PICCOLO: Point-Cloud Centric Omnidirectional Localization

Official PyTorch implementation of PICCOLO: Point-Cloud Centric Omnidirectional Localization (ICCV 2021) [Paper] [Video].


PICCOLO is a simple, efficient algorithm for omnidirectional localization that estimates camera pose given a set of input query omnidirectional image and point cloud: no additional preprocessing/learning is required!


In this repository, we provide the implementation and instructions for running PICCOLO, along with the accompanying OmniScenes dataset. If you have any questions regarding the dataset or the baseline implementations, please leave an issue or contact [email protected].

Running PICCOLO

Dataset Preparation

First, download the Stanford2D-3D-S Dataset, and place the data in the directory structure below.

piccolo/data
└── stanford (Stanford2D-3D-S Dataset)
    ├── pano (panorama images)
    │   ├── area_1
    │   │  └── *.png
    │   ⋮
    │   │
    │   └── area_6
    │       └── *.png
    ├── pcd_not_aligned (point cloud data)
    │   ├── area_1
    │   │   └── *.txt
    │   ⋮
    │   │
    │   └── area_6
    │       └── *.txt
    └── pose (json files containing ground truth camera pose)
        ├── area_1
        │   └── *.json
        ⋮
        │
        └── area_6
            └── *.json

Installation

To run the codebase, you need Anaconda. Once you have Anaconda installed, run the following command to create a conda environment.

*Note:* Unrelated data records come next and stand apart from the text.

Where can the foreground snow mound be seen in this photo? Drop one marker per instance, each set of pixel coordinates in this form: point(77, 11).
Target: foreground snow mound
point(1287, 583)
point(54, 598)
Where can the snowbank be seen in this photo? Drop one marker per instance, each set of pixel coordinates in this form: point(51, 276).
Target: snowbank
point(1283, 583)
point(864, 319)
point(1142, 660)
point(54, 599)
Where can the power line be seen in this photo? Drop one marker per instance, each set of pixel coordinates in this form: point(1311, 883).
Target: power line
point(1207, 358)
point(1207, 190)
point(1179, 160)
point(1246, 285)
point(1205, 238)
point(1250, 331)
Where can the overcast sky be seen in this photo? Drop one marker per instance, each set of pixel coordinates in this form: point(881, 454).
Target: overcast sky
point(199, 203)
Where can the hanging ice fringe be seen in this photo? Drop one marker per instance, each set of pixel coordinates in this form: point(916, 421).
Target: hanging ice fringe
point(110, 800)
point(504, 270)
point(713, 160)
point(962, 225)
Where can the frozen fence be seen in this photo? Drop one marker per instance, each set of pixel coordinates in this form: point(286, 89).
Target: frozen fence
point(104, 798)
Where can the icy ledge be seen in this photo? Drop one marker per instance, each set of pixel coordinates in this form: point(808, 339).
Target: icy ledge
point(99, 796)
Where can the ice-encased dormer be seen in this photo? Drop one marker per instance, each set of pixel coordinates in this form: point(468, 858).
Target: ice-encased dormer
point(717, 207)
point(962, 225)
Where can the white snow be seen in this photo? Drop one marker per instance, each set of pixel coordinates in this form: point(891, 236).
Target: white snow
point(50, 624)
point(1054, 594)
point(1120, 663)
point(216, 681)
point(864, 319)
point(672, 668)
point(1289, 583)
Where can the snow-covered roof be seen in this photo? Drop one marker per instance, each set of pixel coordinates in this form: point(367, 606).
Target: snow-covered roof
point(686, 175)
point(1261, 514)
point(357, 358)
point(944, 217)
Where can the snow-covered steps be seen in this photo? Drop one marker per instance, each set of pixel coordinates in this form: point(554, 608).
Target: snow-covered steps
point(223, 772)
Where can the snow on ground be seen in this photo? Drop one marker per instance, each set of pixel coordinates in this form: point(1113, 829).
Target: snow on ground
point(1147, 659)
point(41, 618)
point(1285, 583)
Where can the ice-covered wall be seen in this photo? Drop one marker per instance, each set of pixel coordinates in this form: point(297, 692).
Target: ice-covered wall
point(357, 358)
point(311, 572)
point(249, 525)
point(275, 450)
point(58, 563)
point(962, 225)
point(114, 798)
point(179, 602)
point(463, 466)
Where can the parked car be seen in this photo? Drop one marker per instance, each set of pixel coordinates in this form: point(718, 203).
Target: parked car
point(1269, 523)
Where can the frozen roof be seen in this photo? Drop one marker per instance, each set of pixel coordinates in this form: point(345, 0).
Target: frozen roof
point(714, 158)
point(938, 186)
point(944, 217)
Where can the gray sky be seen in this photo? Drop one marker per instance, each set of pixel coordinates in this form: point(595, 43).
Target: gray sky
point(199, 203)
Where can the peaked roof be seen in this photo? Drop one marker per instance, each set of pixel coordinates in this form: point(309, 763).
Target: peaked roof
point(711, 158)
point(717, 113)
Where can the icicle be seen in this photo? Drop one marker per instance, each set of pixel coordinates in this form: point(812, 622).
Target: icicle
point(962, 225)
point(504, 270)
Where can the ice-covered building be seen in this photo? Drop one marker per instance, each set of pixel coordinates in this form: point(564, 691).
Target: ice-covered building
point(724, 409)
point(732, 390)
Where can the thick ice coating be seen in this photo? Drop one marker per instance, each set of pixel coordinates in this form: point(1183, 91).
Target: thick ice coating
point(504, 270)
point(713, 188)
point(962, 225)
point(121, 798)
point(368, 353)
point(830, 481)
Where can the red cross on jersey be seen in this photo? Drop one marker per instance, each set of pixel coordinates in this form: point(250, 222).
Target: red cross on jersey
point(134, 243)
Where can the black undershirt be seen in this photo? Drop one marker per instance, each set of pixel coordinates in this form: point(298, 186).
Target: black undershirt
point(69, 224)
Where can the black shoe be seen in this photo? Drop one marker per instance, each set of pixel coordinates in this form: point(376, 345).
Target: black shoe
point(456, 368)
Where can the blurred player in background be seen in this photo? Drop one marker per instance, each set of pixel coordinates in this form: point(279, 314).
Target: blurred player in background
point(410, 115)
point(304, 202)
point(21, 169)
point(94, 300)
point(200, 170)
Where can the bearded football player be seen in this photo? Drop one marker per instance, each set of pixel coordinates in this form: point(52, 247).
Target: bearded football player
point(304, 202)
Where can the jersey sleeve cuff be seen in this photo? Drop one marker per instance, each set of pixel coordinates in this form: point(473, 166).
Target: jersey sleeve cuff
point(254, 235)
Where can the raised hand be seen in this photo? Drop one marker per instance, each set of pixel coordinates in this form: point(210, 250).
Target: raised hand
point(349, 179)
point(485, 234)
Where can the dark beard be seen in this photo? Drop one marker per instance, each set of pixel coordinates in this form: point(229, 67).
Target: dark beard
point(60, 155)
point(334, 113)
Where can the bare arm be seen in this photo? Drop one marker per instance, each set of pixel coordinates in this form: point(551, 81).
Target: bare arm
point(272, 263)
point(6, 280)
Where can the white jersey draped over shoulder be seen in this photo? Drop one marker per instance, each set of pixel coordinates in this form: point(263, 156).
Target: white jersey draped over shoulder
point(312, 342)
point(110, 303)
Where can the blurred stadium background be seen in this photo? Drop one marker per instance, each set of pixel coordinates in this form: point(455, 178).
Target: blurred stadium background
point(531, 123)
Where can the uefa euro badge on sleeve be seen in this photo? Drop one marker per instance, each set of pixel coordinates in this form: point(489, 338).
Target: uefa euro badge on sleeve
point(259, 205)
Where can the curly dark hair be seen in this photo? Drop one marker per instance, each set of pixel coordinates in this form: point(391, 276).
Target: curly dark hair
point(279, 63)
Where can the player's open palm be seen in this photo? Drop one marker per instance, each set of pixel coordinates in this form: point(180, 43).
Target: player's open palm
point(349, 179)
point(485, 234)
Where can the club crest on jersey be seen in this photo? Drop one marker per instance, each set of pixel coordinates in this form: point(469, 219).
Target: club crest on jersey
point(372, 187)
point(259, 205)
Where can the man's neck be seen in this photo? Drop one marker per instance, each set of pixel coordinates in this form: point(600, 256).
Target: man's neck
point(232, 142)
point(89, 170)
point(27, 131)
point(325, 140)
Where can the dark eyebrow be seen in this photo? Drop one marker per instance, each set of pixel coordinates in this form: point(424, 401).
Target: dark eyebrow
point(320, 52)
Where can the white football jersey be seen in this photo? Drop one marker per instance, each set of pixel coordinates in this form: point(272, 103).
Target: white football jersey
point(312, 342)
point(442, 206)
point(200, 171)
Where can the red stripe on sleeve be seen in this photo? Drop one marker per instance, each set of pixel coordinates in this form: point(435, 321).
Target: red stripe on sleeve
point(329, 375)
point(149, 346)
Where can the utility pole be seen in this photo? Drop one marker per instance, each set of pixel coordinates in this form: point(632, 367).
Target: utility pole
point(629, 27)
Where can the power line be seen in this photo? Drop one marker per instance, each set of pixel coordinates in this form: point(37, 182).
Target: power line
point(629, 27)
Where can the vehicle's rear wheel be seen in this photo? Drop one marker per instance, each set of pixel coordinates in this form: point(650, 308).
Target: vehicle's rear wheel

conda create --name omniloc python=3.7
conda activate omniloc
pip install -r requirements.txt -f https://download.pytorch.org/whl/torch_stable.html 
conda install cudatoolkit=10.1

In addition, you must install pytorch_scatter. Follow the instructions provided in the pytorch_scatter github repo. You need to install the version for torch 1.7.0 and CUDA 10.1.

Running

To obtain results for the Stanford-2D-3D-S dataset, run the following command from the terminal:

python main.py --config configs/stanford.ini --log logs/NAME_OF_LOG_DIRECTORY

The config above performs gradient descent sequentially for each candidate starting point. We also provide a parallel implementation of PICCOLO, which performs gradient descent in parallel. While this version faster, it shows slightly inferior performance compared to the sequential optimization version. To run the parallel implementation, run the following command:

python main.py --config configs/stanford_parallel.ini --log logs/NAME_OF_LOG_DIRECTORY

Output

After running, four files will be in the log directory.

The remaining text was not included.